Chechik, G, Nelken I.  2012.  Auditory abstraction from spectro-temporal features to coding auditory entities. Proceedings of the National Academy of Sciences of the United States of America. Abstract
The auditory system extracts behaviorally relevant information from acoustic stimuli. The average activity in auditory cortex is known to be sensitive to spectro-temporal patterns in sounds. However, it is not known whether the auditory cortex also processes more abstract features of sounds, which may be more behaviorally relevant than spectro-temporal patterns.

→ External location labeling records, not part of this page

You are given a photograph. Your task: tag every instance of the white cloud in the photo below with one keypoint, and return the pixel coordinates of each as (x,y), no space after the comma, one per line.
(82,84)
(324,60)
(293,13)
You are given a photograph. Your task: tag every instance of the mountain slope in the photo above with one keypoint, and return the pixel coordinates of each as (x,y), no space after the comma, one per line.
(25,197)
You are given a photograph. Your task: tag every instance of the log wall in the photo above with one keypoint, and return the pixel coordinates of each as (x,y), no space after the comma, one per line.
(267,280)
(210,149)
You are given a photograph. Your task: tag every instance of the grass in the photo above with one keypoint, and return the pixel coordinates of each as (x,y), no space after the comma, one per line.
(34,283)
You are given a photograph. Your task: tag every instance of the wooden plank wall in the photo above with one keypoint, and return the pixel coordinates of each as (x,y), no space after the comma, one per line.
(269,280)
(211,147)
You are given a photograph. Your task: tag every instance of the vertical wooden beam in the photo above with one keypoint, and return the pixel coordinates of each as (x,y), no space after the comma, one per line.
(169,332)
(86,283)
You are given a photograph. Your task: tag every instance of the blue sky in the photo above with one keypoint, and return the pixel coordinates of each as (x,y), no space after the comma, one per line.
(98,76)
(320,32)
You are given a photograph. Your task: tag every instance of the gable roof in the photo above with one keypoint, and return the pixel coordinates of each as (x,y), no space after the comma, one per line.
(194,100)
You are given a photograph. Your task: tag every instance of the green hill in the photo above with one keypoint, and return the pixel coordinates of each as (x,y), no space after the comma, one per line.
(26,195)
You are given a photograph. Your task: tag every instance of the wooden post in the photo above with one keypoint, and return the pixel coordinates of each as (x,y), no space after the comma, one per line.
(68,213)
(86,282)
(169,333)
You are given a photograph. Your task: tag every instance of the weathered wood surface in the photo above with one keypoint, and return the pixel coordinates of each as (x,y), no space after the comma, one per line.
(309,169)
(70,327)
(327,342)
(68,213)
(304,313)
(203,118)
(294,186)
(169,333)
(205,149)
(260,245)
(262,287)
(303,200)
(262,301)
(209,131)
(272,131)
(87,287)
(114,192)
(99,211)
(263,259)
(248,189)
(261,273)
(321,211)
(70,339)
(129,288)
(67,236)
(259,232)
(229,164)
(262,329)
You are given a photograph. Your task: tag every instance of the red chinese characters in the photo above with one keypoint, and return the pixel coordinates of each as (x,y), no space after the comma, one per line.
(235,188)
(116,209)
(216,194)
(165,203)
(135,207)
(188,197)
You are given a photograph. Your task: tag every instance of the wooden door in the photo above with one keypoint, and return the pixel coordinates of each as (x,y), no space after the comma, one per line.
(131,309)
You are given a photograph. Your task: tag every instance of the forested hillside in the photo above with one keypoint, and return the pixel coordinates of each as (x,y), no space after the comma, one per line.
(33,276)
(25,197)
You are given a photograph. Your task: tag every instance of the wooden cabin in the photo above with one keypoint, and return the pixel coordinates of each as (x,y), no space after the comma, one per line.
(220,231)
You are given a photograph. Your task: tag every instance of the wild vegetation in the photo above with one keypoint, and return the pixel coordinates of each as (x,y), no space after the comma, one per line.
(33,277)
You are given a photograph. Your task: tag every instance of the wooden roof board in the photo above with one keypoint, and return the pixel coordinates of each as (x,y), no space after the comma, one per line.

Using recordings from three stations of the auditory pathway, the inferior colliculus (IC), the ventral division of the medial geniculate body (MGB) of the thalamus, and the primary auditory cortex (A1) of the cat in response to natural sounds, we compared the amount of information that spikes contained about two aspects of the stimuli: spectro-temporal patterns, and abstract entities present in the same stimuli such as a bird chirp, its echoes, and the ambient noise. IC spikes conveyed on average approximately the same amount of information about spectro-temporal patterns as they conveyed about abstract auditory entities, but A1 and the MGB neurons conveyed on average three times more information about abstract auditory entities than about spectro-temporal patterns. Thus, the majority of neurons in auditory thalamus and cortex coded well the presence of abstract entities in the sounds without containing much information about their spectro-temporal structure, suggesting that they are sensitive to abstract features in these sounds.